Researchers at MIT have developed a framework to ensure genetic data can be shared freely without putting individuals’ privacy at risk. The approach, which applies statistical science also used by Apple ($AAPL), adds misinformation to search queries to prevent the identification of individuals while still delivering results that are good enough for research purposes.
Two researchers from the Computer Science and Artificial Intelligence Laboratory at MIT worked on the approach with a collaborator at Indiana University, leading to a publication in Cell Systems. The paper describes the adaptation of differential privacy to genome-wide association studies (GWAS). Differential privacy, a cryptographic theory adopted by Apple, uses techniques including the injection of misinformation into search results to ensure a researcher can learn as much as possible about a dataset as a whole without being able to know anything about the individuals in it.
This concept holds an obvious appeal to GWAS, a field torn between demands to protect the privacy of individuals and the need to realize the health benefits of widespread, large-scale analyses. As it stands, this is being achieved by anonymization–a method that carries the risk of being reversed–and through the use of gatekeepers. As the Cell Systems authors see it, the gatekeeper approach is slowing down the rate at which science advances.
“Right now, what a lot of people do, including the NIH, for a long time, is take all their data–including, often, aggregate data, the statistics we’re interested in protecting–and put them into repositories,” says Sean Simmons, an MIT postdoc and first author on the paper, said in a statement. “And you have to go through a time-consuming process to get access to them.” MIT’s Bonnie Berger, a coauthor of the paper, said it can take months to gain access to a repository.
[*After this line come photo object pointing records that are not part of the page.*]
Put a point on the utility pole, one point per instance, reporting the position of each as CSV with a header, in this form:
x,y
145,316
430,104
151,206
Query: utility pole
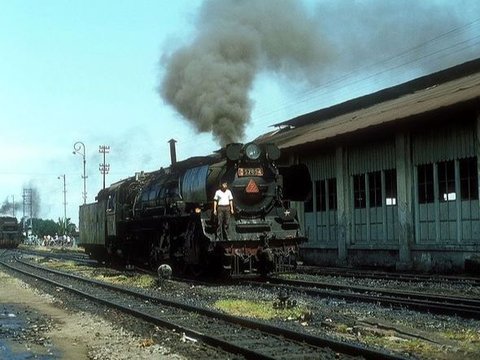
x,y
64,202
104,168
79,148
27,208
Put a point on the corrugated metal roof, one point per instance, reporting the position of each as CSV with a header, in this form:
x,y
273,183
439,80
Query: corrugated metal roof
x,y
421,101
Whether differential privacy is the answer to these problems remains to be seen. The authors see it as being suitable for use in situations “in which privacy concerns would make alternative approaches cumbersome or impossible.” Figuring out which situations the approach is best suited to will require experimentation, something at least one researcher not involved with the paper is keen to see happen.
“Hopefully, this will encourage the biomedical community to test this promising approach at large scale and, if it’s successful, define best practices and develop related tools,” Jean-Pierre Hubaux, a professor of computer science at the École Polytechnique Fédérale de Lausanne, said.